Cicada Mitochondrial Genome Phylogeny
We assembled host mitochondrial genomes using off-target capture data from an anchored hybrid enrichment dataset of worldwide cicada lineages 50,51. We first deduplicated merged and unmerged reads using the function clumpify in BBMap 52, trimmed adapters and reads with Q < 20 using Trimmomatic 53, and then assembled reads using both merged and unmerged data in SPAdes v. 3.12.0 54,55. We extracted mitochondrial contigs from the resulting assembly using tblastn with a published partial K. muta reference mitochondrial genome – Genbank MG737737 56 – used BWA v. 0.7.5a 57 in a second processing step, and then reassembled the resulting reads with SPAdes 3.12.0. The final sets of mitochondrial contigs for each sample were aligned to various published and nearly complete mitochondrial genomes 56 using the MAFFT v. 7 E-INS-i algorithm 58, combined into single mitochondrial genome sequences, and manually edited to exclude misassembled regions in Geneious v. 10.1.3 59. We used these mitochondrial sequences as sample-specific baits in MITObim v. 1.9.1 60 to assemble improved, higher-quality mitochondrial genomes that were aligned with the MAFFT v. 7 E-INS-i algorithm and manually edited in Geneious v. 10.1.3 for a final mitochondrial genome alignment.

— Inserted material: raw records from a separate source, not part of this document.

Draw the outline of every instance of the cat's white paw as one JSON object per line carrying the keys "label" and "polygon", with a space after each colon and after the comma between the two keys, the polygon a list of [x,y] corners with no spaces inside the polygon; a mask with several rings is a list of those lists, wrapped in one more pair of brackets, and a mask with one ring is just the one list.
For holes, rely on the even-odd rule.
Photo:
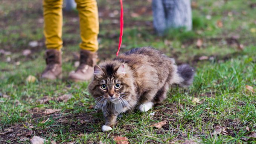
{"label": "cat's white paw", "polygon": [[107,132],[111,130],[112,130],[112,128],[109,126],[106,126],[105,125],[102,126],[102,131],[104,132]]}
{"label": "cat's white paw", "polygon": [[139,109],[142,112],[145,112],[148,111],[149,109],[152,108],[154,105],[154,103],[151,102],[146,102],[142,104],[139,106]]}

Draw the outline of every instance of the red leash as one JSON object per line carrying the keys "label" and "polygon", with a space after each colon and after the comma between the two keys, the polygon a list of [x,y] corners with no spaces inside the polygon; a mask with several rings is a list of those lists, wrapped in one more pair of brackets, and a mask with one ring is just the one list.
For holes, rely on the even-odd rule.
{"label": "red leash", "polygon": [[118,45],[118,51],[116,52],[116,57],[118,56],[119,51],[120,50],[123,37],[123,1],[120,0],[121,5],[121,14],[120,15],[120,35],[119,37],[119,44]]}

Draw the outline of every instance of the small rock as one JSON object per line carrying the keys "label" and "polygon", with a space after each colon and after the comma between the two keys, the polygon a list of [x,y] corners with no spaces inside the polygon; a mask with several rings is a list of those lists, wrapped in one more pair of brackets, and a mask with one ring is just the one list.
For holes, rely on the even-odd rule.
{"label": "small rock", "polygon": [[5,132],[0,133],[0,134],[5,135],[8,134],[12,133],[14,132],[13,129],[6,129],[5,130]]}
{"label": "small rock", "polygon": [[30,141],[32,144],[44,144],[44,142],[47,142],[48,141],[41,138],[39,136],[34,136],[30,140]]}
{"label": "small rock", "polygon": [[76,61],[75,62],[75,68],[77,68],[79,66],[79,64],[80,64],[80,62],[79,61]]}
{"label": "small rock", "polygon": [[38,46],[38,43],[37,41],[32,41],[29,43],[29,45],[32,47],[35,47]]}
{"label": "small rock", "polygon": [[8,57],[6,58],[6,62],[10,62],[12,60],[11,59],[11,57]]}
{"label": "small rock", "polygon": [[20,140],[19,140],[19,141],[23,142],[23,141],[27,141],[29,140],[29,138],[26,138],[26,137],[24,137],[24,138],[21,138],[20,139]]}
{"label": "small rock", "polygon": [[27,56],[31,54],[31,51],[30,50],[25,50],[22,52],[22,54],[24,56]]}
{"label": "small rock", "polygon": [[27,78],[26,81],[28,82],[34,82],[37,80],[37,78],[35,76],[29,75]]}

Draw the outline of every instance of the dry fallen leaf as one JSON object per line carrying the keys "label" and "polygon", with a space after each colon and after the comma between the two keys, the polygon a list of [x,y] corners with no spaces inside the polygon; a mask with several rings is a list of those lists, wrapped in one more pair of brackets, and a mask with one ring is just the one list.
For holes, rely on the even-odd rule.
{"label": "dry fallen leaf", "polygon": [[226,130],[226,127],[221,127],[220,126],[217,125],[215,127],[215,130],[213,132],[213,135],[218,135],[222,134],[225,135],[229,135],[229,132]]}
{"label": "dry fallen leaf", "polygon": [[77,136],[78,137],[84,136],[84,134],[78,134],[78,135],[77,135]]}
{"label": "dry fallen leaf", "polygon": [[56,99],[56,100],[58,102],[62,102],[63,101],[65,102],[67,102],[68,100],[72,98],[72,96],[73,95],[70,94],[63,94],[61,96],[58,97]]}
{"label": "dry fallen leaf", "polygon": [[46,140],[36,136],[34,136],[30,139],[30,141],[32,144],[44,144],[45,141],[47,142],[47,141]]}
{"label": "dry fallen leaf", "polygon": [[128,140],[126,137],[117,136],[114,138],[117,144],[129,144]]}
{"label": "dry fallen leaf", "polygon": [[199,57],[199,58],[198,59],[199,59],[199,60],[208,60],[209,58],[208,57],[205,56],[203,56]]}
{"label": "dry fallen leaf", "polygon": [[194,98],[192,100],[192,102],[193,103],[197,104],[199,103],[199,102],[200,102],[200,100],[197,98]]}
{"label": "dry fallen leaf", "polygon": [[6,129],[5,130],[5,132],[3,132],[0,133],[0,135],[6,135],[8,134],[12,133],[14,132],[13,129]]}
{"label": "dry fallen leaf", "polygon": [[201,48],[202,45],[203,45],[203,40],[198,39],[197,41],[197,46],[198,48]]}
{"label": "dry fallen leaf", "polygon": [[249,90],[250,92],[251,92],[252,93],[254,93],[254,90],[253,90],[253,88],[252,86],[248,86],[248,85],[246,85],[246,86],[245,86],[245,88],[246,88],[246,89]]}
{"label": "dry fallen leaf", "polygon": [[165,120],[163,120],[162,122],[160,122],[159,123],[155,123],[151,126],[151,127],[155,126],[155,128],[158,129],[161,129],[162,128],[163,126],[165,124],[166,124],[167,123],[167,121]]}
{"label": "dry fallen leaf", "polygon": [[39,99],[37,100],[38,102],[39,102],[40,104],[47,104],[49,102],[49,100],[50,99],[48,98],[48,96],[44,96],[42,98]]}
{"label": "dry fallen leaf", "polygon": [[194,142],[192,140],[186,140],[185,141],[183,144],[197,144],[197,142]]}
{"label": "dry fallen leaf", "polygon": [[46,115],[52,114],[56,112],[58,112],[61,110],[61,109],[46,109],[45,111],[43,112],[44,114]]}
{"label": "dry fallen leaf", "polygon": [[221,21],[220,20],[217,21],[217,23],[216,24],[217,24],[217,26],[220,28],[221,28],[223,27],[223,24],[222,23],[222,21]]}
{"label": "dry fallen leaf", "polygon": [[3,94],[3,98],[9,98],[10,97],[9,96],[6,94]]}
{"label": "dry fallen leaf", "polygon": [[26,81],[28,82],[34,82],[37,80],[37,78],[33,75],[29,75]]}
{"label": "dry fallen leaf", "polygon": [[43,121],[42,121],[42,123],[46,123],[46,122],[49,121],[49,120],[50,120],[50,119],[49,118],[48,118],[46,120],[43,120]]}

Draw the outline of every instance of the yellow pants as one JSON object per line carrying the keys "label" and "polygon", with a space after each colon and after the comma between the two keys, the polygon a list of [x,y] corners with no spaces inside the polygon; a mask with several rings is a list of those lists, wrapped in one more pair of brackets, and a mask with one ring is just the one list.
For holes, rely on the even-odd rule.
{"label": "yellow pants", "polygon": [[[80,21],[81,49],[92,52],[98,50],[99,18],[96,0],[75,0]],[[63,0],[43,0],[44,33],[47,49],[60,50],[62,46]]]}

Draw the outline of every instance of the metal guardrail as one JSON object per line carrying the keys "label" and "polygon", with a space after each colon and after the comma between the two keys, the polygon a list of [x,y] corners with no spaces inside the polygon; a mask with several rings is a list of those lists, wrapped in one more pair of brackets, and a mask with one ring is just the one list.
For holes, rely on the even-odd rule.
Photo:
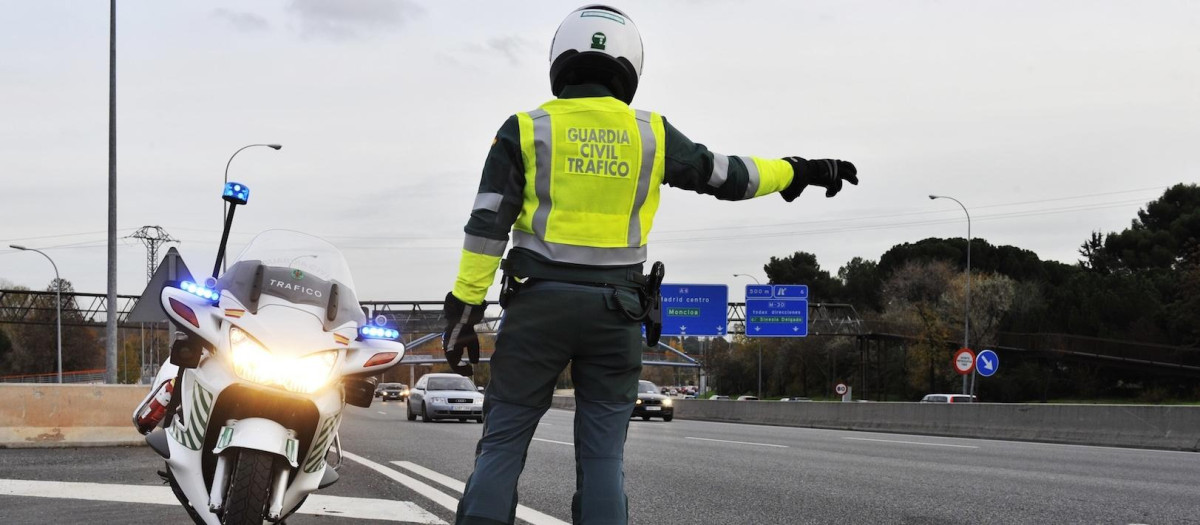
{"label": "metal guardrail", "polygon": [[[55,384],[59,382],[59,374],[24,374],[24,375],[4,375],[0,376],[0,382],[42,382],[42,384]],[[62,373],[64,384],[103,384],[104,382],[104,369],[97,368],[94,370],[78,370],[78,372],[64,372]]]}

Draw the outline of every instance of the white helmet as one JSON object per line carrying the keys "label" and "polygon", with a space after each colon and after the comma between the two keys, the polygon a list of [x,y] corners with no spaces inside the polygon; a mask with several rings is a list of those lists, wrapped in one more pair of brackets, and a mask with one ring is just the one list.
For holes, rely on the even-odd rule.
{"label": "white helmet", "polygon": [[550,88],[583,82],[607,85],[632,102],[642,76],[642,34],[625,13],[608,6],[580,7],[566,16],[550,44]]}

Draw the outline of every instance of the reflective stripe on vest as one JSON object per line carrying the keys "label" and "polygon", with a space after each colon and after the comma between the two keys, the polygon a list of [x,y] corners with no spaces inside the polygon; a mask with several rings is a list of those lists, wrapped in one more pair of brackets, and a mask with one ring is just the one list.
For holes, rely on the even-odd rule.
{"label": "reflective stripe on vest", "polygon": [[662,119],[614,98],[572,98],[517,121],[526,191],[512,246],[572,264],[644,261],[664,176]]}

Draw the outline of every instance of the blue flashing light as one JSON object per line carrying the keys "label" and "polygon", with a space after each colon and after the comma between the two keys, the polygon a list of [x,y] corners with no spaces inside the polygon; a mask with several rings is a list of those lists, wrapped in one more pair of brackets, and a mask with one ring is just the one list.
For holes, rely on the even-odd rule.
{"label": "blue flashing light", "polygon": [[380,328],[378,326],[364,326],[359,328],[359,334],[367,339],[396,339],[400,337],[400,331]]}
{"label": "blue flashing light", "polygon": [[220,291],[209,290],[208,288],[197,285],[196,283],[193,283],[191,280],[185,280],[182,283],[179,283],[179,288],[181,290],[188,292],[188,294],[192,294],[192,295],[194,295],[197,297],[206,298],[206,300],[212,301],[212,302],[216,302],[217,300],[221,298],[221,292]]}
{"label": "blue flashing light", "polygon": [[246,204],[250,200],[250,187],[240,182],[226,182],[221,198],[233,204]]}

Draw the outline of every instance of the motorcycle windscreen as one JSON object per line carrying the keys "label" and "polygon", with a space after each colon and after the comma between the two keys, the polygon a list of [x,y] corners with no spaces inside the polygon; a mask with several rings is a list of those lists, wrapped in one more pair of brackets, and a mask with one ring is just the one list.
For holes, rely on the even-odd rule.
{"label": "motorcycle windscreen", "polygon": [[299,231],[259,234],[217,279],[217,288],[236,297],[252,314],[268,296],[266,302],[312,313],[326,331],[366,320],[342,253]]}

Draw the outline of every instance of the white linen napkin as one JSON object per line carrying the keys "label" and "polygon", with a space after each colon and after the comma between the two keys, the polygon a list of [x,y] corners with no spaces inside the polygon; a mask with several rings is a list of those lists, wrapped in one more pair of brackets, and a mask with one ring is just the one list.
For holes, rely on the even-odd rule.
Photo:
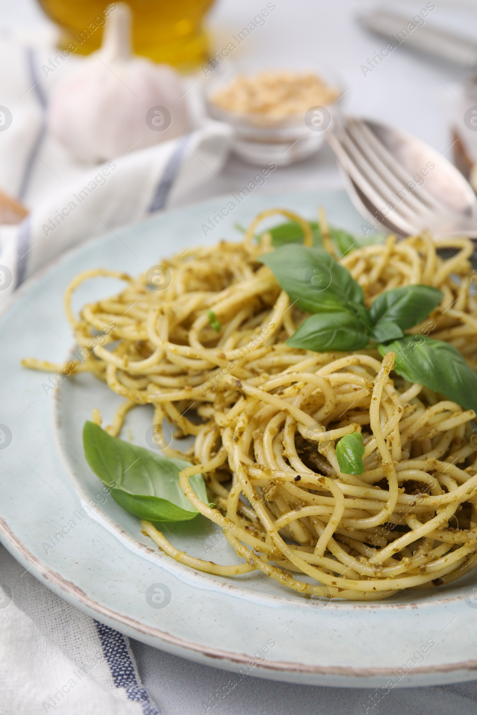
{"label": "white linen napkin", "polygon": [[159,715],[128,638],[59,598],[0,546],[0,715]]}
{"label": "white linen napkin", "polygon": [[221,170],[230,145],[230,127],[205,119],[191,100],[194,92],[186,90],[195,127],[189,134],[128,150],[100,166],[78,165],[48,135],[45,114],[51,82],[74,69],[79,58],[68,58],[55,78],[45,77],[41,68],[56,50],[36,41],[32,47],[0,39],[0,104],[11,115],[6,129],[0,125],[0,189],[31,204],[21,224],[0,225],[0,311],[26,278],[64,251],[186,200]]}
{"label": "white linen napkin", "polygon": [[[229,150],[229,128],[195,112],[187,136],[101,166],[75,164],[45,129],[54,82],[81,61],[72,56],[42,73],[55,57],[54,40],[51,31],[27,42],[0,36],[0,189],[30,209],[22,223],[0,225],[0,312],[63,252],[186,200],[220,171]],[[127,638],[54,595],[0,546],[0,715],[112,711],[157,715]]]}

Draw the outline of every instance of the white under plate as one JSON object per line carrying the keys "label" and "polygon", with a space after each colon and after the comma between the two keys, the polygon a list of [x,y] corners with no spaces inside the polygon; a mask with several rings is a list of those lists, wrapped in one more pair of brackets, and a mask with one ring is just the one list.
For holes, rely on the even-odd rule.
{"label": "white under plate", "polygon": [[[380,603],[317,606],[257,572],[227,578],[186,568],[159,554],[139,519],[104,494],[84,460],[84,420],[99,407],[109,423],[117,395],[89,375],[54,390],[47,373],[21,367],[26,356],[61,362],[69,355],[62,294],[87,268],[139,273],[192,244],[239,240],[233,222],[247,225],[273,207],[313,219],[323,204],[332,225],[362,232],[344,193],[262,192],[247,197],[205,237],[202,225],[230,200],[237,203],[222,197],[90,242],[29,282],[0,319],[0,429],[6,435],[0,444],[0,540],[30,573],[90,616],[200,663],[297,683],[385,690],[474,679],[477,602],[471,597],[477,571],[448,586]],[[75,296],[76,308],[120,285],[89,282]],[[150,406],[134,408],[123,438],[147,446],[151,418]],[[82,513],[85,504],[94,506]],[[52,547],[49,540],[62,528]],[[164,532],[193,556],[237,563],[220,531],[200,516]]]}

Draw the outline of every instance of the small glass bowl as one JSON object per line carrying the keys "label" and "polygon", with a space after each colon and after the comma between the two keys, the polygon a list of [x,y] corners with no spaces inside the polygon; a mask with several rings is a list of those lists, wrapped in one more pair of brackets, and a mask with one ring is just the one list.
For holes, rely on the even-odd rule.
{"label": "small glass bowl", "polygon": [[216,92],[230,84],[237,75],[254,75],[265,70],[272,74],[283,70],[312,72],[336,89],[338,99],[343,92],[343,82],[336,73],[324,65],[306,59],[276,57],[224,59],[208,76],[205,86],[207,111],[213,119],[233,127],[235,153],[255,166],[270,162],[277,166],[286,166],[310,157],[321,147],[324,130],[330,126],[331,111],[338,99],[324,107],[312,107],[306,112],[283,115],[228,112],[212,101]]}

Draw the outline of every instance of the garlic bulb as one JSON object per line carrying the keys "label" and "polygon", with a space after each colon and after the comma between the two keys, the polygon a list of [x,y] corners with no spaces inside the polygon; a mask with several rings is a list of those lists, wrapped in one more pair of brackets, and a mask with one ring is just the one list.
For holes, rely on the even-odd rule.
{"label": "garlic bulb", "polygon": [[172,67],[132,55],[130,11],[118,3],[101,49],[55,87],[49,129],[76,159],[99,163],[186,132],[183,94]]}

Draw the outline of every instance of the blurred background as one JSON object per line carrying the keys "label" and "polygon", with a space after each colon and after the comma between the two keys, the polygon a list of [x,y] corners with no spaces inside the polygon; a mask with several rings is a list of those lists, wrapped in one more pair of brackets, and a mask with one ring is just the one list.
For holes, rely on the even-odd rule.
{"label": "blurred background", "polygon": [[[202,121],[202,110],[199,104],[204,86],[215,79],[214,72],[209,71],[207,76],[207,68],[214,69],[213,65],[209,64],[209,58],[217,56],[217,51],[232,43],[236,46],[232,52],[220,63],[216,62],[222,66],[219,70],[225,69],[223,66],[227,63],[232,67],[243,61],[256,62],[257,57],[260,60],[263,58],[267,64],[268,58],[275,58],[275,64],[277,58],[280,58],[284,66],[290,66],[297,60],[303,60],[315,66],[322,76],[329,72],[333,78],[331,84],[335,84],[336,80],[343,94],[340,100],[343,112],[399,127],[423,139],[451,159],[455,141],[453,128],[459,127],[472,144],[474,134],[463,124],[462,102],[466,102],[466,108],[469,104],[477,103],[477,100],[468,101],[469,90],[466,89],[466,80],[477,72],[477,54],[473,58],[469,50],[468,60],[459,58],[457,61],[439,56],[445,44],[442,40],[436,44],[434,54],[424,51],[418,41],[418,34],[423,28],[418,27],[412,37],[369,69],[372,65],[368,61],[389,41],[370,29],[373,24],[382,24],[380,11],[400,16],[401,26],[405,26],[416,13],[426,9],[423,0],[387,1],[380,5],[370,0],[367,0],[366,4],[360,0],[339,0],[334,3],[325,0],[278,0],[268,4],[275,9],[265,12],[266,17],[262,16],[260,24],[254,24],[253,19],[267,8],[267,4],[257,0],[243,0],[240,3],[232,0],[181,0],[174,3],[167,0],[137,0],[129,4],[134,51],[156,62],[169,62],[180,70],[183,91],[190,88],[185,99],[189,102],[194,126]],[[471,42],[477,39],[477,11],[472,0],[440,0],[436,4],[427,5],[432,5],[435,9],[428,11],[426,29],[443,29]],[[85,63],[87,53],[99,47],[103,33],[101,24],[89,33],[85,34],[84,31],[93,26],[98,18],[103,17],[97,20],[98,23],[106,22],[103,16],[104,8],[100,0],[17,0],[15,3],[3,0],[0,6],[3,48],[0,96],[4,97],[0,104],[9,107],[14,114],[18,107],[25,117],[24,123],[29,125],[31,134],[28,136],[27,131],[25,137],[19,129],[19,138],[14,141],[14,126],[11,131],[0,132],[0,189],[19,199],[29,208],[57,189],[61,182],[78,175],[84,166],[77,157],[73,156],[72,147],[68,147],[68,142],[72,144],[74,141],[62,137],[62,133],[67,134],[68,127],[55,127],[54,117],[50,117],[50,127],[52,122],[54,131],[49,131],[41,146],[35,147],[35,127],[41,124],[36,89],[29,91],[28,82],[20,78],[19,61],[16,59],[17,56],[12,46],[21,44],[34,48],[38,87],[44,95],[44,102],[48,104],[54,100],[56,106],[61,102],[55,97],[55,88]],[[251,26],[250,23],[255,24],[255,29],[240,41],[237,33]],[[77,49],[69,52],[67,48],[72,44]],[[67,56],[55,60],[57,49],[64,51]],[[54,61],[49,64],[51,59]],[[42,65],[51,67],[52,71],[42,69]],[[368,71],[363,71],[363,66],[368,67]],[[217,74],[216,72],[215,75]],[[101,104],[101,92],[91,89],[91,94],[88,94],[84,93],[84,89],[82,88],[82,106],[85,114],[89,115],[91,105]],[[84,100],[84,97],[89,97],[87,102]],[[132,95],[130,97],[134,99]],[[60,120],[66,117],[67,124],[81,124],[84,121],[84,117],[70,117],[64,107],[60,108],[62,111],[57,106],[56,109]],[[116,112],[115,119],[120,125],[124,118]],[[130,151],[137,150],[140,146],[139,143]],[[127,149],[124,147],[123,151]],[[19,167],[31,159],[32,151],[38,157],[34,159],[28,185],[24,185],[24,181],[21,186]],[[294,149],[291,151],[292,154]],[[87,164],[87,153],[83,152]],[[13,162],[19,167],[16,173],[11,168]],[[232,152],[220,174],[210,173],[207,182],[189,193],[187,201],[234,191],[243,185],[250,174],[247,162]],[[266,190],[278,186],[295,189],[339,187],[340,180],[330,150],[323,144],[312,156],[279,167],[270,176]],[[22,195],[19,196],[19,192]]]}

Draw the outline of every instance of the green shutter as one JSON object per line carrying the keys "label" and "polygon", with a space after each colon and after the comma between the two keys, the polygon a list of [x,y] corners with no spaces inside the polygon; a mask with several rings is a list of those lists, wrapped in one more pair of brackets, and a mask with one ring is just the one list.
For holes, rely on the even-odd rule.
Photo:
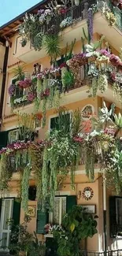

We designed a partitioning scheme that included combined 1st and 2nd codon positions and the 3rd codon position for each protein-coding gene, partitions for each of the 12S rRNA and 16S rRNA loci, and a single partition for all tRNAs. We ran a maximum likelihood analysis with this partitioning scheme in RAxML v.8 61 on the CIPRES web server 62 to produce a final phylogeny.